Closed MichaelMarien closed 2 years ago

MichaelMarien commented 2 years ago

First of all - thanks a lot for the great library.

I used FLAML successfully to find a suitable model for my classification use case. As I need to have calibrated probabilities I decided to clone the best found estimator and introduce it into sklearn CalibratedClassifierCV:

automl = AutoML()
automl.fit(X,y, task='classification')
model_to_calibrate = CalibratedClassifierCV(sklearn.base.clone(automl.model))
model_to_calibrate.fit(X,y)

unfortunately I run into a TypeError: predict_proba() got an unexpected keyword argument 'X'. I traced it down to the following line (601) in sklearn where X is explicitly mentioned as keyword argument https://github.com/scikit-learn/scikit-learn/blob/main/sklearn/calibration.py#L601 which clashes with the signature in line https://github.com/microsoft/FLAML/blob/main/flaml/model.py#L221 in FLAML (using X_test instead of X).

Wondering if there is any reason. Otherwise, I'd be happy to make a PR changing the signature from X_test to X to align fully with sklearn.

sonichi commented 2 years ago

@MichaelMarien Please go ahead and make the PR. Thanks!

BTW, in your use case, you may want to apply automl._transformer.transform() to your training and test data before model_to_calibrate.fit() and predict_proba() in general. If no transformation is actually applied, then you don't need it.

MichaelMarien commented 2 years ago

Thanks for the swift reply, I'll give the PR a go!

sonichi commented 2 years ago

Thanks for the swift reply, I'll give the PR a go!

Thank you! BTW, what application do you use flaml for?

MichaelMarien commented 2 years ago

Optimising marketing actions - I'm looking at it from a causal point of view (trying to integrate it also with econML) and I need to train a lot of models for the different actions (treatment) as well as retrain them quite often. Moreover, have some constraints on how complex or slow during inference the models can be. FLAML addressed part of the problem nicely :)

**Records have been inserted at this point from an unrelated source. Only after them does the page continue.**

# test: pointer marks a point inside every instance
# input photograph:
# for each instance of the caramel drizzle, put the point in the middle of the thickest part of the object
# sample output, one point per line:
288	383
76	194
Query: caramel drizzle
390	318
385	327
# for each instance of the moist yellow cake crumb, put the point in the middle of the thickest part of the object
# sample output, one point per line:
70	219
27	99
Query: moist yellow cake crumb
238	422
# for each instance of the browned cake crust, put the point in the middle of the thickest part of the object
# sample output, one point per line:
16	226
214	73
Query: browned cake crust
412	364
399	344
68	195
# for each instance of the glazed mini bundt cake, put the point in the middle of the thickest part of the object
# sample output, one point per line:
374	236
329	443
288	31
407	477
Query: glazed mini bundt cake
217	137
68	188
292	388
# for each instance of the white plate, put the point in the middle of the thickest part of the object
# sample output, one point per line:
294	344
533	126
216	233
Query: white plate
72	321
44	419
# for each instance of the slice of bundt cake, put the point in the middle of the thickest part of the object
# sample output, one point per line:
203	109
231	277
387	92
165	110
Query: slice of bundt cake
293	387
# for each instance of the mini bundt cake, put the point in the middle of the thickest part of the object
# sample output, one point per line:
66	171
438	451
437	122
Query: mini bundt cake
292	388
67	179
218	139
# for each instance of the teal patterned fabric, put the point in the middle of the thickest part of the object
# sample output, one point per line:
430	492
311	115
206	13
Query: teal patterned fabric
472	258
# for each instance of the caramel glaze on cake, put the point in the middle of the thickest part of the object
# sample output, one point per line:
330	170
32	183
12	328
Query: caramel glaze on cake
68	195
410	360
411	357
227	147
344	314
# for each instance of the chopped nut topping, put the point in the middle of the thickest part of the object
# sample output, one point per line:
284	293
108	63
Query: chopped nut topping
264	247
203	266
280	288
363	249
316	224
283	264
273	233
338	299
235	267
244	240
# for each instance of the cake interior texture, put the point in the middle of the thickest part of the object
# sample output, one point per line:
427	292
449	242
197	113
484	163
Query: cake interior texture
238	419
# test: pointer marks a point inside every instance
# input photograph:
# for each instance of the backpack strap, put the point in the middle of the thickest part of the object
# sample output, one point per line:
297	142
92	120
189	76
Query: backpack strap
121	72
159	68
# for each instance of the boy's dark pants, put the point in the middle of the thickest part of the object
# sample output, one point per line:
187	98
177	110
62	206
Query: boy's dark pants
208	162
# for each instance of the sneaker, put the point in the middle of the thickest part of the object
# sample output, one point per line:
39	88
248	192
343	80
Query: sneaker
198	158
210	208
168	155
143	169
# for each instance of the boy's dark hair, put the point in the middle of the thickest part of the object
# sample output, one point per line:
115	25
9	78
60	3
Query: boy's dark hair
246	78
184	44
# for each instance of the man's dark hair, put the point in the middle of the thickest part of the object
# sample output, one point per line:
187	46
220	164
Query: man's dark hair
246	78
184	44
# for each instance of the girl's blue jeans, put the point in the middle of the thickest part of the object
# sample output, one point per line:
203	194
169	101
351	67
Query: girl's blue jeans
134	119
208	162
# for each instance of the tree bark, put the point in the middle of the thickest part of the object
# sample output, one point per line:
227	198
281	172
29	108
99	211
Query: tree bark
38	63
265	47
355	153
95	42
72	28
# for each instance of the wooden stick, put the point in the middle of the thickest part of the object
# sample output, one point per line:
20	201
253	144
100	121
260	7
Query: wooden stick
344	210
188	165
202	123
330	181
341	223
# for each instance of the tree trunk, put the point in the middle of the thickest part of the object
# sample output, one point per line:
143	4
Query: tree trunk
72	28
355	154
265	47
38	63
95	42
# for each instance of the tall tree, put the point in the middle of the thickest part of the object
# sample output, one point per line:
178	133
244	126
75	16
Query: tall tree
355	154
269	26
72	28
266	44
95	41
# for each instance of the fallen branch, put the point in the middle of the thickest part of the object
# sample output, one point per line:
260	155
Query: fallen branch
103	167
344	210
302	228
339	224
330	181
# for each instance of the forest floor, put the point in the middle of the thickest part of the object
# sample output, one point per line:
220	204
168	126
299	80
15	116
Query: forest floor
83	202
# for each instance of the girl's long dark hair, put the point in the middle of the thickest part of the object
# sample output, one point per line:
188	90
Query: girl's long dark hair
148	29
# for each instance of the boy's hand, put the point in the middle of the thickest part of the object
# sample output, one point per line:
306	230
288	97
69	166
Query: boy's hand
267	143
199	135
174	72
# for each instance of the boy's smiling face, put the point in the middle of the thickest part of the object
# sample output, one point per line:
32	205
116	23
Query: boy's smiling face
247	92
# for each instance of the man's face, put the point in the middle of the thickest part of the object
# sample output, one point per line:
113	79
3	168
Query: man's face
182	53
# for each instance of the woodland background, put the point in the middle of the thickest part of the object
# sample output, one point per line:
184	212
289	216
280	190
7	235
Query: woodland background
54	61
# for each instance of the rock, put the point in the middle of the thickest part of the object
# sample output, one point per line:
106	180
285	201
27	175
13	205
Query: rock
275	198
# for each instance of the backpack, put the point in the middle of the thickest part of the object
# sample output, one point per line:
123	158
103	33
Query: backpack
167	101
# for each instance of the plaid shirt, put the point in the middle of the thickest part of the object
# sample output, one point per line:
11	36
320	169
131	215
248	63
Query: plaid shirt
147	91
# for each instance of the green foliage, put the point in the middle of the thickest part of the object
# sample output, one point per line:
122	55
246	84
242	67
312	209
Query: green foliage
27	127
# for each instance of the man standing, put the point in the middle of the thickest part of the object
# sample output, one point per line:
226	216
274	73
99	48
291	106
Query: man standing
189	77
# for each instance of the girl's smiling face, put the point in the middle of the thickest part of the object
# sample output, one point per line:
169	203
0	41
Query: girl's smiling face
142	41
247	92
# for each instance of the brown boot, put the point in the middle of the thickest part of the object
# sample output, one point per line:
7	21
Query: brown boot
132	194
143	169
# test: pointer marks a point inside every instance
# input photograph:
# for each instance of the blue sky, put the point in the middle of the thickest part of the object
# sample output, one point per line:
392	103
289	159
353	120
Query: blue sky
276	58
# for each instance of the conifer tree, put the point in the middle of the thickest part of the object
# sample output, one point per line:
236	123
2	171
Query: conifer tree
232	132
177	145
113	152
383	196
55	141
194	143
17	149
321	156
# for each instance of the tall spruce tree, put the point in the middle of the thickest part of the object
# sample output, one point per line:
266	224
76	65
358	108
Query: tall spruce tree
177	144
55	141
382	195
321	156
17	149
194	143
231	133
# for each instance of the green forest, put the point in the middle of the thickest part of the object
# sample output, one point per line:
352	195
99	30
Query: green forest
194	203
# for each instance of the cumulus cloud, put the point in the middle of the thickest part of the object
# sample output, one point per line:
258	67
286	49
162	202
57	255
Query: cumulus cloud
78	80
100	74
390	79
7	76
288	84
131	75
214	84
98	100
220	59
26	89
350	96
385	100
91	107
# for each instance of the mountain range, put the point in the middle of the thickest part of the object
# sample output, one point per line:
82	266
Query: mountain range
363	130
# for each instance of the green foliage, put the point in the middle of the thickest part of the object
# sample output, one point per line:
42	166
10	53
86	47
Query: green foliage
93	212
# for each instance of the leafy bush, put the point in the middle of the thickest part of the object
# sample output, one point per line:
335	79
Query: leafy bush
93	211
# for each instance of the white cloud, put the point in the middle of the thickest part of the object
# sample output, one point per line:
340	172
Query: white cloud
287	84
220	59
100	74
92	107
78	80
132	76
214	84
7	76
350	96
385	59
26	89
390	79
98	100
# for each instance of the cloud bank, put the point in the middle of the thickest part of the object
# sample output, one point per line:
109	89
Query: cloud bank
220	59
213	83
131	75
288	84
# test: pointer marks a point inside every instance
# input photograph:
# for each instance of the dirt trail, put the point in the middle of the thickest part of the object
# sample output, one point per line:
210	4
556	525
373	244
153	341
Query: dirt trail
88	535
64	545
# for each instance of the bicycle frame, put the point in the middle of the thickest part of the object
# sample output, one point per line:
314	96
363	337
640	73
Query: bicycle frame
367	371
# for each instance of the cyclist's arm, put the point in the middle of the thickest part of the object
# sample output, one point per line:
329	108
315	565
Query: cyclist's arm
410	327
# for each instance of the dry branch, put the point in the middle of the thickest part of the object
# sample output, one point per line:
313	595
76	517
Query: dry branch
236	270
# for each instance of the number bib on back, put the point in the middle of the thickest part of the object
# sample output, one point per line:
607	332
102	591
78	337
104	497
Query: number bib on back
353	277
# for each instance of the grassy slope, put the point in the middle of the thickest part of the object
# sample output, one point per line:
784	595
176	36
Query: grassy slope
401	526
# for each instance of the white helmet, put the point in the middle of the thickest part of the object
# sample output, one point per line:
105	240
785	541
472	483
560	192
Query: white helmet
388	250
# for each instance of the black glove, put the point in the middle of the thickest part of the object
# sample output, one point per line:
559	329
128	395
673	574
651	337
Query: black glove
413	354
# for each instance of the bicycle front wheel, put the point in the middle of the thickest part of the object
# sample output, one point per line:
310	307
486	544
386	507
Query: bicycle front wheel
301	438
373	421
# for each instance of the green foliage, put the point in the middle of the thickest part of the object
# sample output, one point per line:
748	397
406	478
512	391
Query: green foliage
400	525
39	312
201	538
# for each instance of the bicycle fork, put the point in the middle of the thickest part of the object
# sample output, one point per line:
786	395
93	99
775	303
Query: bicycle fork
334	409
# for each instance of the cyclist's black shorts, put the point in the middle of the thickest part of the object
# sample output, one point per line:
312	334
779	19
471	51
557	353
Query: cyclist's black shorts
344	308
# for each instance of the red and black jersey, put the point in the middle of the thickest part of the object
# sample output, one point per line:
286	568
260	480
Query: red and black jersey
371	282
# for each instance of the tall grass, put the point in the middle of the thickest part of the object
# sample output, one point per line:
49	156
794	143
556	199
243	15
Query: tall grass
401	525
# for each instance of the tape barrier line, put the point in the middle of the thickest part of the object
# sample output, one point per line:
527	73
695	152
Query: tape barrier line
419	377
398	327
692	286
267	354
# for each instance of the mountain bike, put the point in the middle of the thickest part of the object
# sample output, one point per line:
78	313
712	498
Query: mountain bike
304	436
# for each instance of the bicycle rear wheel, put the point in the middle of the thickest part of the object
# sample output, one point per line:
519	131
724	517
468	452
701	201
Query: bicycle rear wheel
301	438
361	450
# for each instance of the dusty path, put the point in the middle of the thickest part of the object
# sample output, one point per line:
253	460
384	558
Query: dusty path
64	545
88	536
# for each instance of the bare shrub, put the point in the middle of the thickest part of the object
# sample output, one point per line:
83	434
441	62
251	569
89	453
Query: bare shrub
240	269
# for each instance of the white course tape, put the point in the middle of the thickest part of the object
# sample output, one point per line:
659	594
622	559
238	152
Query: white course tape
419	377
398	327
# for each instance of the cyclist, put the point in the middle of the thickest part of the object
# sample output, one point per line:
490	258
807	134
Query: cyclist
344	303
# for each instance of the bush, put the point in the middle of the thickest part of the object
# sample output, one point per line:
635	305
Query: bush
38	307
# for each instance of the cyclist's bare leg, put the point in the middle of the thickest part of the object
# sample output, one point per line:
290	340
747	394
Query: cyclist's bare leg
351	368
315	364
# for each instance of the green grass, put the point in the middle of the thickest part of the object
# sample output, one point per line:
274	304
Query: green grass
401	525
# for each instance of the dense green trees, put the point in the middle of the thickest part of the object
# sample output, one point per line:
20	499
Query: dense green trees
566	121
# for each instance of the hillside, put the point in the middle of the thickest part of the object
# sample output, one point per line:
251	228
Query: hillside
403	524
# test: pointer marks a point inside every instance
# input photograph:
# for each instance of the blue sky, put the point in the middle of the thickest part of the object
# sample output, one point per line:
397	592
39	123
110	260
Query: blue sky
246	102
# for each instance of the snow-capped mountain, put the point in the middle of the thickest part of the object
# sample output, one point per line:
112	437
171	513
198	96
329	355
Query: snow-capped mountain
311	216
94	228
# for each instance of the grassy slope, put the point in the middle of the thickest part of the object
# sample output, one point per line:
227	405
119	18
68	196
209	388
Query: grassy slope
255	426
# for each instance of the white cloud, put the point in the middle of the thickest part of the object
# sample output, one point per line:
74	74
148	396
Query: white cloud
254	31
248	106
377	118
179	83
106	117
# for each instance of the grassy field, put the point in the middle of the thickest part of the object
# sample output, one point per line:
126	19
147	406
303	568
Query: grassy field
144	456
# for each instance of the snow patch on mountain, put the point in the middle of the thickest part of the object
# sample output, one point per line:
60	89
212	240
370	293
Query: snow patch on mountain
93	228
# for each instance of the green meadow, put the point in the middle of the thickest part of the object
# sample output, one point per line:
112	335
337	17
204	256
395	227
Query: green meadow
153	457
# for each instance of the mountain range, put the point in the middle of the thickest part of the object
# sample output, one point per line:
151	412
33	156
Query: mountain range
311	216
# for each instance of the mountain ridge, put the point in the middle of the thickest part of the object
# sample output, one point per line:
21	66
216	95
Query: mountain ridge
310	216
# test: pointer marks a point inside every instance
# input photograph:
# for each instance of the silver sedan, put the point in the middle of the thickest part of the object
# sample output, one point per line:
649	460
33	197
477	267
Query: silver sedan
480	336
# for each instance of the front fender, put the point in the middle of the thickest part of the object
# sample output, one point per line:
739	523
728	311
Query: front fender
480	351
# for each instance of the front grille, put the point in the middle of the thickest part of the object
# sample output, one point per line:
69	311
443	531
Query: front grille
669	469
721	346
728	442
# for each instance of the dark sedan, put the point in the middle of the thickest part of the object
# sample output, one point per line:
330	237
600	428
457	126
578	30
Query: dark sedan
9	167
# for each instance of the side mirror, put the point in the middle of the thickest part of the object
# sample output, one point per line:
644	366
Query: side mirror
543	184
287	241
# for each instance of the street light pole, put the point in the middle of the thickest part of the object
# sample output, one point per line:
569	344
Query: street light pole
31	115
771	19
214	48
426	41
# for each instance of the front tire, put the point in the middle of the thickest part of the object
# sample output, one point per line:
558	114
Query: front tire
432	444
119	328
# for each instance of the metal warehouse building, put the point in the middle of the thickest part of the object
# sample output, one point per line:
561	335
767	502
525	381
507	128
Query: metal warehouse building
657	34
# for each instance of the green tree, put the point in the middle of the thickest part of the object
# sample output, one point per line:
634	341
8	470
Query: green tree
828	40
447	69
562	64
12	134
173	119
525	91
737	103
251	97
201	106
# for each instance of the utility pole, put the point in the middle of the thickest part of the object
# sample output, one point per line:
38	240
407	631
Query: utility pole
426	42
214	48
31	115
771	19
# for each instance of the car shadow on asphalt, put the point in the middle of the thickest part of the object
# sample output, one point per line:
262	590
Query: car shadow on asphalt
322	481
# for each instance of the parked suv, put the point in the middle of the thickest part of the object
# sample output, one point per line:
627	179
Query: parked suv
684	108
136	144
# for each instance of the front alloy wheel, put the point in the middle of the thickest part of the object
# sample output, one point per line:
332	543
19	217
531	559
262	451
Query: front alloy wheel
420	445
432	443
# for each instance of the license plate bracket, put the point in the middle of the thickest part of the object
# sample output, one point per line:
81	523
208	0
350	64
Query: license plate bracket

sonichi commented 2 years ago

Optimising marketing actions - I'm looking at it from a causal point of view (trying to integrate it also with econML) and I need to train a lot of models for the different actions (treatment) as well as retrain them quite often. Moreover, have some constraints on how complex or slow during inference the models can be. FLAML addressed part of the problem nicely :)

Thanks for sharing the feedback and for your contribution. Feel free to join gitter to chat.